Удивительно, но Костенов почему-то не задумывался, что может наступить день, когда его постигнет та же участь, что и патриарха, и какой-нибудь ретивый гражданин попросту, что называется, съездит по уху Костенову за пособничество в закрытии церквей области. Таскали же верующие кемеровской Никольской церкви старосту Москвитина за бороду - и все за ту же вину и "грешки".

"Грешки". Каких только поручений уполномоченного не выполнял Костенов! Поручения стали еще более ответственными и сложными, когда Костенова назначили благочинным церквей Кемеровской области в 1961 году. Одно поручение отличалось особенной сложностью. К Яровому стали поступать сведения, что некоторые жители Кемеровской области посылают в Почаевскую Лавру денежные переводы и посылки. Естественно, большим плюсом в его работе посчитали бы, если жертвователи от своих "даяний" отказались бы и перестали их посылать в Лавру. К кому обращается за помощью Яровой? К Костенову: убедить верующих, чтобы не помогали Лавре деньгами.

Что же делает Костенов? Разъезжает по городам Кузбасса и выискивает людей, которые посылали деньги, и проводит с ними беседы.

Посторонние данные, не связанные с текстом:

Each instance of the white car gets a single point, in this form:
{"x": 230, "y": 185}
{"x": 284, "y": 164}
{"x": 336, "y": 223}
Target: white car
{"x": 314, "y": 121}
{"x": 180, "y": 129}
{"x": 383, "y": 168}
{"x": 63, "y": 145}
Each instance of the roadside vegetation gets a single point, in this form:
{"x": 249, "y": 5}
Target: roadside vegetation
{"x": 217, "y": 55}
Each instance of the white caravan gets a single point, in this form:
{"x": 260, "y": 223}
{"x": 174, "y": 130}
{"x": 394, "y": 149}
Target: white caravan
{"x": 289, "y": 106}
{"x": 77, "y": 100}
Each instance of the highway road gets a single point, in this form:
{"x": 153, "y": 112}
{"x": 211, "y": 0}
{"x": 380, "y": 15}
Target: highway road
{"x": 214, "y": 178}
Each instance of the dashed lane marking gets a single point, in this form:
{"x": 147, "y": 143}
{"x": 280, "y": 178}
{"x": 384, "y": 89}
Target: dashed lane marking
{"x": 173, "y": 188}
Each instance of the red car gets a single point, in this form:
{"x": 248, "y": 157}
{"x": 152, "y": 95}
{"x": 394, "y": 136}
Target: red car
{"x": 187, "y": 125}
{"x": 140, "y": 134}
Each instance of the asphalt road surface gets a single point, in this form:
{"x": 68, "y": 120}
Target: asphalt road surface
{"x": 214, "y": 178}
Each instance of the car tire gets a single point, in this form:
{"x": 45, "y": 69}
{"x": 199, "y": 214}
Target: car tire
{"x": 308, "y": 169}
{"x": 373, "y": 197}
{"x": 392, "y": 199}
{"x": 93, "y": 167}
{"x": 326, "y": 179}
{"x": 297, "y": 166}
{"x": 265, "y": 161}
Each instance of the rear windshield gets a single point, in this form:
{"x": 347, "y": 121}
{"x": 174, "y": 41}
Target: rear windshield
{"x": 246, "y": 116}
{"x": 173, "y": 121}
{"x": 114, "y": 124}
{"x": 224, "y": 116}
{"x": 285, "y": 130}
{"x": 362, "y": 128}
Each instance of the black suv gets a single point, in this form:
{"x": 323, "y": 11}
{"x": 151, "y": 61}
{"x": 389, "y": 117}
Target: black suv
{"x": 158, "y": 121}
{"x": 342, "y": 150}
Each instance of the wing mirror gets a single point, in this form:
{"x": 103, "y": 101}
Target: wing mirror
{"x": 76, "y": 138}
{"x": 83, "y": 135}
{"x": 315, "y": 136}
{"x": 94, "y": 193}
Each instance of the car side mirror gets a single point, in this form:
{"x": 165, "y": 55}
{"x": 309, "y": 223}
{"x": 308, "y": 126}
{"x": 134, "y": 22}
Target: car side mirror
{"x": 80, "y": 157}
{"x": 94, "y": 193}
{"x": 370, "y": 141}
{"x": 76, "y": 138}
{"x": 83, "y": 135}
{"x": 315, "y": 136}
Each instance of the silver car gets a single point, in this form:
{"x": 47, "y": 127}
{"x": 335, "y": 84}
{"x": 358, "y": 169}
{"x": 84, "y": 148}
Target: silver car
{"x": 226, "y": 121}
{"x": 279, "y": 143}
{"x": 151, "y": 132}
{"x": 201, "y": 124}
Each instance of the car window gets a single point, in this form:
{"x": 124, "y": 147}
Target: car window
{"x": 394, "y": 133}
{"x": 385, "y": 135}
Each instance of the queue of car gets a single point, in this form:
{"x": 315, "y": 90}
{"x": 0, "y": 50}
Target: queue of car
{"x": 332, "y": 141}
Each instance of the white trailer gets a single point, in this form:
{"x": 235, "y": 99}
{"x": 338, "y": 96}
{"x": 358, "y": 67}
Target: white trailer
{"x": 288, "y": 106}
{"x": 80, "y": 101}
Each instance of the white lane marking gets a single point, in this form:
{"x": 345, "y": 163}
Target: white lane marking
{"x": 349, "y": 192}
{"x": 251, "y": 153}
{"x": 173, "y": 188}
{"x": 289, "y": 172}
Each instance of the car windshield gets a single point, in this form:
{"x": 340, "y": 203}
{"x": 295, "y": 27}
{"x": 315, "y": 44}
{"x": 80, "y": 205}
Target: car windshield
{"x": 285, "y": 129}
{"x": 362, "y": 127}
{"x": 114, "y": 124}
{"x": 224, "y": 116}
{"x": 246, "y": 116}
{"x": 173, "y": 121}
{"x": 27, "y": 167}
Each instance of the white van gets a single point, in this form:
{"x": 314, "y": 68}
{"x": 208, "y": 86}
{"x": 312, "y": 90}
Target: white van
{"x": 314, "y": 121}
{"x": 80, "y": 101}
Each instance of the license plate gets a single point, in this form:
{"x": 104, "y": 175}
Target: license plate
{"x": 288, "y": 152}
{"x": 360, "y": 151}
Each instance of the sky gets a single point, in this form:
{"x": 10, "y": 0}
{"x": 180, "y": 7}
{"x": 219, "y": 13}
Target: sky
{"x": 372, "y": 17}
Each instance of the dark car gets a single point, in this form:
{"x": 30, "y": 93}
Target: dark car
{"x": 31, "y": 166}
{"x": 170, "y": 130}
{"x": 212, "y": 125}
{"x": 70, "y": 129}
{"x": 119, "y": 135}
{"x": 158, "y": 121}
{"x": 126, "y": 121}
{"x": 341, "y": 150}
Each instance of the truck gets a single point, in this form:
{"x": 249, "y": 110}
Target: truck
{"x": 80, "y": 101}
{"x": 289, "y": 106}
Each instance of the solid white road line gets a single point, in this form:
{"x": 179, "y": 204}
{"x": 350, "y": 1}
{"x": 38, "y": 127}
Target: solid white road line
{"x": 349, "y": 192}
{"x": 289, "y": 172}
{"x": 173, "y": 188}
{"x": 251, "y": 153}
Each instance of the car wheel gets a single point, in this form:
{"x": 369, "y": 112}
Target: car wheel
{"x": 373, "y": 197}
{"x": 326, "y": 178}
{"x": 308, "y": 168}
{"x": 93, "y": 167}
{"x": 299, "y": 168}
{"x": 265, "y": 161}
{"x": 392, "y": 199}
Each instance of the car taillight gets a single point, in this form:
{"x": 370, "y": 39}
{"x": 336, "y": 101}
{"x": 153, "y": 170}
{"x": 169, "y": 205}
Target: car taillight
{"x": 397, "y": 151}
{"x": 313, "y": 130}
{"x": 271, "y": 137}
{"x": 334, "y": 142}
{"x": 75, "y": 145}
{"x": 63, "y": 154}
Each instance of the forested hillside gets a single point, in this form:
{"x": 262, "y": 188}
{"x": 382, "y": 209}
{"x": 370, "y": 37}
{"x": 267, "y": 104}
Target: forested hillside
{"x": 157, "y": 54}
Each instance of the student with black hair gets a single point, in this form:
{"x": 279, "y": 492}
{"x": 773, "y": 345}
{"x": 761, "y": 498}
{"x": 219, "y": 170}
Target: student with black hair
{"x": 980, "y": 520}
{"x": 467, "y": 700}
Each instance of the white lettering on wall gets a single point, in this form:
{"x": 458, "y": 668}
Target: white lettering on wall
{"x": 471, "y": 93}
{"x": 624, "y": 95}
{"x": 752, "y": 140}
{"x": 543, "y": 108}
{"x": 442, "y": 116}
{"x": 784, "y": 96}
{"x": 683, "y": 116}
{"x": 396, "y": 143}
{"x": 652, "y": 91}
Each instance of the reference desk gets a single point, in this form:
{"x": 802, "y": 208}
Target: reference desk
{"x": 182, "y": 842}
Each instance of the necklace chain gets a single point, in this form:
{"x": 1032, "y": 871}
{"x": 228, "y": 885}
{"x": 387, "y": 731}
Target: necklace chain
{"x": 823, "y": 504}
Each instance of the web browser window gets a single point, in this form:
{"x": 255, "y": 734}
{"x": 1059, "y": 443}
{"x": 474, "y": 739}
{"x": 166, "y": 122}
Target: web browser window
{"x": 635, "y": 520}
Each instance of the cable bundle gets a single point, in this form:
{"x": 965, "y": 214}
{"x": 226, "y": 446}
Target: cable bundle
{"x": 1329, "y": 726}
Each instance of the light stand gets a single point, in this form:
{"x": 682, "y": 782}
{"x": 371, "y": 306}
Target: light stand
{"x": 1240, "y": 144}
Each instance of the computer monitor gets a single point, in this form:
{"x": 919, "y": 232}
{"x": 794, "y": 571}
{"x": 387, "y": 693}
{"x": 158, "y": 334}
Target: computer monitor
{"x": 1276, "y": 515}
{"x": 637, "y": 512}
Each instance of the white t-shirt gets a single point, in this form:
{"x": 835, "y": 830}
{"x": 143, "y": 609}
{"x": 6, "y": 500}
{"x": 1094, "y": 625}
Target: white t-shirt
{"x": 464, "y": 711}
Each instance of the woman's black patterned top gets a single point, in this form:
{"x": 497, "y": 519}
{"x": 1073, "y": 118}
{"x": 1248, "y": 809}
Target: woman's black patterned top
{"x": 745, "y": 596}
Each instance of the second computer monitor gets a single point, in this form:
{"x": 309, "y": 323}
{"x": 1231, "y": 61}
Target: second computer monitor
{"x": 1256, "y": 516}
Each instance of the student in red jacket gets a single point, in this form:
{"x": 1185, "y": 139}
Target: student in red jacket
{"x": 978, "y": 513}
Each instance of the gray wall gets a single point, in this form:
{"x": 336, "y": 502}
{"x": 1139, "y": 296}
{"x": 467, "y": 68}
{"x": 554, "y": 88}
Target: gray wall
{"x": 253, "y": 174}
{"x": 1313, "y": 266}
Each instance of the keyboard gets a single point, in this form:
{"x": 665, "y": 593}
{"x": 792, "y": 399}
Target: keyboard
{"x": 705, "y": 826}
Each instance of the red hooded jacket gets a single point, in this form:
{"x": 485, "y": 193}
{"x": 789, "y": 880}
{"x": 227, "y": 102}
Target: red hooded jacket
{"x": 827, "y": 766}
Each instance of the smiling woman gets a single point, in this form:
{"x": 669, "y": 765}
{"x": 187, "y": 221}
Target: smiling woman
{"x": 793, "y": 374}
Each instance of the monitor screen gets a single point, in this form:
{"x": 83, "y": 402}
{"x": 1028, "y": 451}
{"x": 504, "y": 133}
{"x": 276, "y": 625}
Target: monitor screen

Для этой цели Костенов организует специальный вояж в сентябре 1961 г. Сначала он отправился в Ленинск-Кузнецкий. Побывал в доме А. И. Глазковой и выяснил, что в Почаевской Лавре сама она не была, а только послала туда перевод 2000 рублей. Костенову удалось лишь выяснить, что она это делала по личной инициативе, причем об этом ничего никому не рассказывала. Потом Костенов отправился разыскивать некую гражданку Кильмарину - сведения о ней, как и о всех жертвователях, дал ему Яровой. Костенов проверил ее местожительство в адресном столе, но там она не значилась.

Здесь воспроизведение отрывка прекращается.